Another important area is in farming.  Precision Agriculture (or Precision Farming) uses Global Positioning Monitors (GPS) with wireless communications to provide detailed sensor data for the farmer to monitor the environment, track crop growth, to make predictions of crops expected but more importantly, enhance farming techniques, increasing efficient and effective farming processes.

SECURE SENSOR DATA

With ‘always on’ autonomous data there is a need for securing the data and only sending the information that is granted for access to certain applications or users. This security is continuously updated and built into the OS of your mobile products Examples of this are with Android Wear, a version of Google’s Android operating system designed for smartwatches and other wearables. New markets are seeing new ways to communicate to their smart products such as Thread or the open source AllJoyn protocol that provides simple ways to interact with their nearby things.
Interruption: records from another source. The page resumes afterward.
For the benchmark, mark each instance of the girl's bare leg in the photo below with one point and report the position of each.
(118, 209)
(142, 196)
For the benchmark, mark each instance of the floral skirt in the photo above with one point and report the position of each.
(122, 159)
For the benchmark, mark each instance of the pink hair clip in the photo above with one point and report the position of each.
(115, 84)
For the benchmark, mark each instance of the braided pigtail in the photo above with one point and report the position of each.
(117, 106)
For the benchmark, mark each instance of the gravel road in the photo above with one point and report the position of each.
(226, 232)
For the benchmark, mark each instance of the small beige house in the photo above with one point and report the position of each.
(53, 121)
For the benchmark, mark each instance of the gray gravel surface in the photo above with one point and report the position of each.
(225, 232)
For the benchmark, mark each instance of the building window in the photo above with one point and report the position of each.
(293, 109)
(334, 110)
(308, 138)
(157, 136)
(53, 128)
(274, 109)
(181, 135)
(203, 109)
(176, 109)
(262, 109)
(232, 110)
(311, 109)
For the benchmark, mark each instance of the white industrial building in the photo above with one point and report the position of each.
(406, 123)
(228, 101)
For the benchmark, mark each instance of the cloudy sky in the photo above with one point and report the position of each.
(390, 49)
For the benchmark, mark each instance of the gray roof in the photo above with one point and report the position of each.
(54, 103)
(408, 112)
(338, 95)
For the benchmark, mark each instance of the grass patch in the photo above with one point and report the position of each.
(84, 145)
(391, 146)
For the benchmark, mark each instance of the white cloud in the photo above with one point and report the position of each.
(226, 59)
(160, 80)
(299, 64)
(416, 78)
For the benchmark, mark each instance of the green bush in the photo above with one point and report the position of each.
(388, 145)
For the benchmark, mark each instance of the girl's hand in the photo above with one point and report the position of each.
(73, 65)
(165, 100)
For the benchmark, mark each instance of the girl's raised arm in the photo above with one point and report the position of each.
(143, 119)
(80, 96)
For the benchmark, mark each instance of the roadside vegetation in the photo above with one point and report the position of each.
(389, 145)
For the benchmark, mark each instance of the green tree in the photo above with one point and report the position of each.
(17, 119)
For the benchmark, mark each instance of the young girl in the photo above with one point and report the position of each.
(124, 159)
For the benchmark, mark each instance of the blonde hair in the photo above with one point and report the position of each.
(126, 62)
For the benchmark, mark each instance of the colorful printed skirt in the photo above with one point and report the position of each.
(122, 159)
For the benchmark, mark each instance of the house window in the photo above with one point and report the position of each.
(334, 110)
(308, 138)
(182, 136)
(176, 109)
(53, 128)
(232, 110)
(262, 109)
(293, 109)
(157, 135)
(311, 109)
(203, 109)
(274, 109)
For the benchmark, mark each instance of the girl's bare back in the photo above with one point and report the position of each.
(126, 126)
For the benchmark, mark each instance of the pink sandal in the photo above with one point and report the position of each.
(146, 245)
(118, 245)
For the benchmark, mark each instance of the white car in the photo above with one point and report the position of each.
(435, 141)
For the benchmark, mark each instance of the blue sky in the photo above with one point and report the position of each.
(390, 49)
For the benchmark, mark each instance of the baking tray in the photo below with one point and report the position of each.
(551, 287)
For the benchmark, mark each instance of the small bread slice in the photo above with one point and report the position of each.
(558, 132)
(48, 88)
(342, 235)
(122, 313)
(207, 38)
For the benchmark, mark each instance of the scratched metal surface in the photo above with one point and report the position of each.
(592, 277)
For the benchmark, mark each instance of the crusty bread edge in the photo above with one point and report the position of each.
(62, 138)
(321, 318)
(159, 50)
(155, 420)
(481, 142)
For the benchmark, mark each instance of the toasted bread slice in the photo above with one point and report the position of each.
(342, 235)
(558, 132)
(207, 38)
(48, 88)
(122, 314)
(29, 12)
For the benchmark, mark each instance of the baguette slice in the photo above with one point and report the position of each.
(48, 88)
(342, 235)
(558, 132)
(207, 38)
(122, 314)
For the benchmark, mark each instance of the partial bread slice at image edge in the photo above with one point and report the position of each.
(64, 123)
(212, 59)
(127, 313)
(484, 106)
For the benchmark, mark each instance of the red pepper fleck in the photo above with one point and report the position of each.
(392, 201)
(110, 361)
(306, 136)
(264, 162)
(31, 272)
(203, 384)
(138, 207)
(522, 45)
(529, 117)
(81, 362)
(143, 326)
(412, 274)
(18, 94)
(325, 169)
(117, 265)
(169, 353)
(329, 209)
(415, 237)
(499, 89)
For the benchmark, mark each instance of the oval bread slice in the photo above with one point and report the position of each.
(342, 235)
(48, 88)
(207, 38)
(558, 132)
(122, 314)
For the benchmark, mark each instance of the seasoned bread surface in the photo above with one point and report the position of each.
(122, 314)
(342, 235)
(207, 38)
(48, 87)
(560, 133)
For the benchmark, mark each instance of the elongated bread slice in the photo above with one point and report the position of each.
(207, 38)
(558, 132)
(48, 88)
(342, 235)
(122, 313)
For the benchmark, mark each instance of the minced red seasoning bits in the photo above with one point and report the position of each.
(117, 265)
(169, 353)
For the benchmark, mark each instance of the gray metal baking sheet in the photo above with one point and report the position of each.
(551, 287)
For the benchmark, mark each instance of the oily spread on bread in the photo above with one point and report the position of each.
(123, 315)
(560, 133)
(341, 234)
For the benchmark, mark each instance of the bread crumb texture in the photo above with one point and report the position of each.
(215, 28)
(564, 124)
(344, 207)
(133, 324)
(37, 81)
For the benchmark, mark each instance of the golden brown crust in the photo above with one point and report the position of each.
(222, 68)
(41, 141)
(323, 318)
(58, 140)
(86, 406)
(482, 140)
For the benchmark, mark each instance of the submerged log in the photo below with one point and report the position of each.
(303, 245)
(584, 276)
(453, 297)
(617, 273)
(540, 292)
Security will be needed to be built into the buildings, structures, cement and automobiles.  These discussions are happening at events and consortiums that focus on setting current and future policies to guarantee public security.  Smart sensor solutions for urban cities will be adopted more easily with ensured highly secured data.   Freescale Intelligent Sensing Framework will allow customers to go to market quickly with their solutions. They allow for developers to focus on the application of the raw sensor data into their solutions. This framework can be open source, but the processed sensor data and application data will need to be secured to the cloud during processing. Moving forward, more sensor analytic capabilities will be embedded into the solutions to offer another layer of intelligence to next generation products.

CONCLUSION

Sensor data is already a big component of “Big Data”. Sensors generate the “little data”, but the data can help predict earthquakes, structure weaknesses in buildings and bridges. The “petabytes” of consumer data may help provide the latest sales and push ads to consumers for increasing sales.  But the ‘always on’, autonomous sensor data will generate multiple measurements of data to provide more safety and environmental changes that will be prominent in mobile products, cars, smart cities and smart appliances. As the IoT continues to grow, sensor data will become the largest source of “Big Data”, managing the data will be a challenge for some implementations, but if done efficiently, it can present success in business opportunities. More importantly to the consumers, it enables success in other less prominent business areas such as –  efficient driving and parking, safer commutes, protection of our loved ones with monitoring devices for our children, elderly and pets, more secure home monitoring, safer bridges, safer buildings, less water used, more efficient crops, and more efficient machines. With increasing levels of sensor data, it will be more reliant on the sensor analytics behind it. As with all “Big Data” content, it’s value will be dependent on the insight and information that can be abstracted from the data.